Least restrictive alternatives are often rubber stamped by the public conservator investigator. When reading over the court reports, often the public conservator gives generals such as the conservatee cannot maintain safely in society. The conservatee lacks the capacity to make his or her own medical decisions. Too often counsel for the conservatee will fail to really question the least restrictive alternatives. Counsel although has little time to review the file and does not have the time to investigate whether there are really no alternatives. There are usually some kind of alternative to LPS conservatorship. There may be third party relatives or assistance that the conservatee may have that the investigator has failed to discover. Also, counsel should look at the consideration that the court investigator has put into the criteria for grave disability and whether they met the high burden of proof.

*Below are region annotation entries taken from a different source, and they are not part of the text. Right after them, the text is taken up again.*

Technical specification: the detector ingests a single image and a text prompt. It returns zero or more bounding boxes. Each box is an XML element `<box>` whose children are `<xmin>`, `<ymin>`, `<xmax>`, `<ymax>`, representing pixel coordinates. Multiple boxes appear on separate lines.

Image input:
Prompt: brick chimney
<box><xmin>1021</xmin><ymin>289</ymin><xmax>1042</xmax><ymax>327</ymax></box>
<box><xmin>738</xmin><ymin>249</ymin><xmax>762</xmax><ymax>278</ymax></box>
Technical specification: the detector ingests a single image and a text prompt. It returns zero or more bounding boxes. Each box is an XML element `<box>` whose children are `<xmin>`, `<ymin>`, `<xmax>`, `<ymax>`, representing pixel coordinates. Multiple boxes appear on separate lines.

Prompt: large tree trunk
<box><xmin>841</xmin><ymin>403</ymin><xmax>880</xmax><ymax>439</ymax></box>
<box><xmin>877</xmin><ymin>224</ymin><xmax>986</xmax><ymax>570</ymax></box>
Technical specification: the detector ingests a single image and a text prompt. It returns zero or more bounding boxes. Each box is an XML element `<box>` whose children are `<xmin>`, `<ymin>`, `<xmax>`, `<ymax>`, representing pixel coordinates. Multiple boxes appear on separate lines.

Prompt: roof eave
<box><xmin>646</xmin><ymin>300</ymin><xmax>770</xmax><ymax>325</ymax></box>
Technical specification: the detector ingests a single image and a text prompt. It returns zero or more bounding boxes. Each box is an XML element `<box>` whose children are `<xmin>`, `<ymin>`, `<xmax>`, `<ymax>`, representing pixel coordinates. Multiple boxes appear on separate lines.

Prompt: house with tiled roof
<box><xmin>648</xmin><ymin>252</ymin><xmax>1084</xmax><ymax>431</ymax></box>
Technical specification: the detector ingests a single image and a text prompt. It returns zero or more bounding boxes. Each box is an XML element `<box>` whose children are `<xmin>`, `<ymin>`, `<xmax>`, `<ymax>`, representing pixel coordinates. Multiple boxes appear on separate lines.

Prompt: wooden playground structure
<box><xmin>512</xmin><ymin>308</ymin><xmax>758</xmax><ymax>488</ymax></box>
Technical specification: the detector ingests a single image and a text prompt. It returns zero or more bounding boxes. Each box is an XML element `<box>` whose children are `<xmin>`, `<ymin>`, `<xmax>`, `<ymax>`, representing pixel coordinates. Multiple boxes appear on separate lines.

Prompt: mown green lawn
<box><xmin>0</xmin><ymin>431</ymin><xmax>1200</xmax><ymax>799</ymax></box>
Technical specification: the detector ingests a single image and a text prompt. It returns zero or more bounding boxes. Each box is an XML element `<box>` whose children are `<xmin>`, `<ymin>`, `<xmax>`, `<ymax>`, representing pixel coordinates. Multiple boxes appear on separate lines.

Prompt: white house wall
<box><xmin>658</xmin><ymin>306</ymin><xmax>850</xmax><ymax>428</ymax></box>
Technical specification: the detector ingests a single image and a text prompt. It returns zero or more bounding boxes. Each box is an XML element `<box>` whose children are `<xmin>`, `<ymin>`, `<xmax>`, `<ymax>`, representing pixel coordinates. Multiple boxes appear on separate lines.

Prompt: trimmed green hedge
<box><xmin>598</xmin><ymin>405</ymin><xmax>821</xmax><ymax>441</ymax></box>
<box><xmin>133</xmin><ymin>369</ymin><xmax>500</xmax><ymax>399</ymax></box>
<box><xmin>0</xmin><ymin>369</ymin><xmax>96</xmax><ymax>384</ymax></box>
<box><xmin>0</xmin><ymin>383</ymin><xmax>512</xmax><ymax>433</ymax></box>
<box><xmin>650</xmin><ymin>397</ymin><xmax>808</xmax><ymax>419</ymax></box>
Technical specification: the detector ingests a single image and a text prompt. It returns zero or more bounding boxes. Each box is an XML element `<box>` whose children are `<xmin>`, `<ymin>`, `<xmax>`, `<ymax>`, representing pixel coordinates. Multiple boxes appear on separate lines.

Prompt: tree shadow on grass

Improper diagnosis that do qualify the person as mentally ill but not gravely disabled. There have been several cases where the concern was autism but the person was conserved under LPS even though limited conservatorships are in place for those who suffer from a developmental disorder. This points at the investigator's failure to really review the report and the law that mandates that autism is a diagnosis not suitable for LPS.
Failure to really include the conservatee's plan of action should they be discharged. The reporter focuses on whether the conservatee is mentally ill or not but not the fact of the matter of whether they can care for themselves or not. If a conservatee can take care of their food, clothing, or shelter then they cannot be found to be gravely disabled.
The court reporter should try and include all details that they find. Failure to include all the details builds an incomplete narrative that bodes poorly for the conservatee. Since the court relies heavily on the report failure to certain details may create a misleading report that makes the conservatee appear more severely impaired. The investigator may know the facts of the case but remember that the court is not a mind reader. Let everyone know whats up!
Improper reports can influence counsel. There are some attorneys who read the report and base their arguments on the contents of that report. It is human nature to have bias but counsel should remember that they are representing the conservatee's wishes not what is in the best interest of the conservatee. That is the county's responsibility. Many times I have seen counsel urge the conservatee to comply and wait until the 6 month review hearing to contest anything. And even though there may be merit in pushing the conservatee out of a trial, it is in the end the conservatee's right for a jury trial. Counsel's job is to properly defend their conservatee and creating a proper report is the first step.